I'm reading through this very good text classifier example from sklearn that takes a collection of documents (newspaper articles), vectorises the corpus, then runs the resulting n x p matrix through a series of classifiers and grabs some comparison metrics including the following code:
clf = SomeClassifier(parameters)
if hasattr(clf, 'coef_'):
print(f"dimensionality: {clf.coef_.shape[1]}")
print(f"density: {density(clf.coef_)}")
I know that the n x p sparse matrix has n rows (number of newspaper articles) and p predictor columns (number of tokens passed by the vectoriser, in my case individual words). I know that the attribute coef_ only exists for models that form some kind of line or boundary, and that it has shape c x p where c is the number of classes from the target variable and uses the same p number of parameters passed to it by the vectoriser, which is clf.coef_.shape[1] in the example code. Unfortunately my matrix maths is very rusty, and I'm still learning NLP text analysis so I'm stuck with this last bit
Questions:
i) What does the function density() tell us about a matrix?

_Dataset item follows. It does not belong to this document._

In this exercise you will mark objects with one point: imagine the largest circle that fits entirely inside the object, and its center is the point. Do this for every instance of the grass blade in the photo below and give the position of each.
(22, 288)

The example models ~0.001-1.0 for the various model, so I assume this is something about the proportion of null/0 values in the array? I can't seem to find what library this function is even coming from, and my web searches keep returning density graphs or physics articles, which I don't think are relevant.

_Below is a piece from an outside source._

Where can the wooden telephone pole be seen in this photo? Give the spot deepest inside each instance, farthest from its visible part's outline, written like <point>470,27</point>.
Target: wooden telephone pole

ii) What does the density of a class c x p token predictor matrix tell us about the text classifiers?
If density is the proportion of null values, I assume this tells us if the model is selecting relevant parameters on a class by class basis, like in LASSO / L1 normalisation. If this is the case, I assume that a very low value (density = ~0.001) means that most of the parameters are dropped, and a value of 1 means that the model is using every parameter to predict every class. Am I off the beaten track here? If I'm right, can anyone link to any articles or write examples to help me understand this?